Dr Joanna Raisbeck’s doctoral thesis, conceived and guided by her graduate studies at Somerville, has this month been confirmed as the recipient of two prestigious German research prizes.
Dr Raisbeck, who is currently a Stipendiary Lecturer in German at St Hilda’s College and Wadham College, last year won the inaugural Klaus Heyne-Preis zur Erforschung der Romantik (Klaus Heyne-Award for Research in German Romanticism) for her doctoral thesis, ‘Poetic Metaphysics in Karoline von Günderrode’. The prize is awarded by the Goethe-Universität Frankfurt am Main for an ‘outstanding contribution to the study of Romanticism’.
It is a huge honour to have had such success with German research prizes, and this would have not been possible without having been at Somerville.
DR Joanna Raisbeck
Earlier this month, Dr Raisbeck was also confirmed as the joint-recipient of the Novalis-Preis 2022 for her doctoral thesis. The Novalis prize is awarded every two years by the Internationale Novalis-Gesellschaft [International Novalis Society] and the Friedrich-Schiller-Universität Jena for ‘innovative and interdisciplinary research in European Romanticism’.

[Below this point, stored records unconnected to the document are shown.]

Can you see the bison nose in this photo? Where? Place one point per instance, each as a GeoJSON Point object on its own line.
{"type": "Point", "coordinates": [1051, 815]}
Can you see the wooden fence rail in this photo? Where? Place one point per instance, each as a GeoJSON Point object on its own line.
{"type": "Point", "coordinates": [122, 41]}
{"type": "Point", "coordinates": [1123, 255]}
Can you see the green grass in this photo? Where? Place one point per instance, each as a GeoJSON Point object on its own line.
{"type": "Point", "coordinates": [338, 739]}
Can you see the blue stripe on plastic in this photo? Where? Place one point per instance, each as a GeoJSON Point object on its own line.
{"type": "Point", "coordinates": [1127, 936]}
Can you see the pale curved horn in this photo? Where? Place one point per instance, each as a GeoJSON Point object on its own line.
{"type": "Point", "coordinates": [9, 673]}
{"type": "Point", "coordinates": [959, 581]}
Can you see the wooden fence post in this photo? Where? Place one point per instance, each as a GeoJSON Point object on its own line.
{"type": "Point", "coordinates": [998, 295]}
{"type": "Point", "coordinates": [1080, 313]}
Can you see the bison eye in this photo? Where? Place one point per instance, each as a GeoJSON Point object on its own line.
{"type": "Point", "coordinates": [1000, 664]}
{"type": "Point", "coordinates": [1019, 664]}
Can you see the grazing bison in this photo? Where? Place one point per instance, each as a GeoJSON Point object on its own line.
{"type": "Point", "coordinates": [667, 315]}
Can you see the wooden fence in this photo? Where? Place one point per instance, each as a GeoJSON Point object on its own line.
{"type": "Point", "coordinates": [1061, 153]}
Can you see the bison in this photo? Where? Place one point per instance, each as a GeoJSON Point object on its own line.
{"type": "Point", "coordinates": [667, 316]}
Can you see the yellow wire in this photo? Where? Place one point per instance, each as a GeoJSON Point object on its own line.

Reflecting on the genesis of her work at Somerville, Dr Raisbeck said, ‘I came to Somerville thanks to the generosity of a college- and Faculty-funded studentship for my graduate studies. It was an excellent and welcoming environment in which to pursue research, and the MCR was a terrific social space. I have fond memories in particular of spending time in the college library and archives, where I was fortunate enough to see, among other things, the tutorial reports for Dorothy L. Sayers, and a fair copy of a poem by Heinrich Heine (which I believe to be in his own hand).
‘Professor Almut Suerbaum was always on hand with advice about how to do doctoral research and pursue an academic career in the UK and Germany. I am very grateful for the college’s support in all its forms. It is a huge honour to have had such success with German research prizes, and this would have not been possible without having been at Somerville.’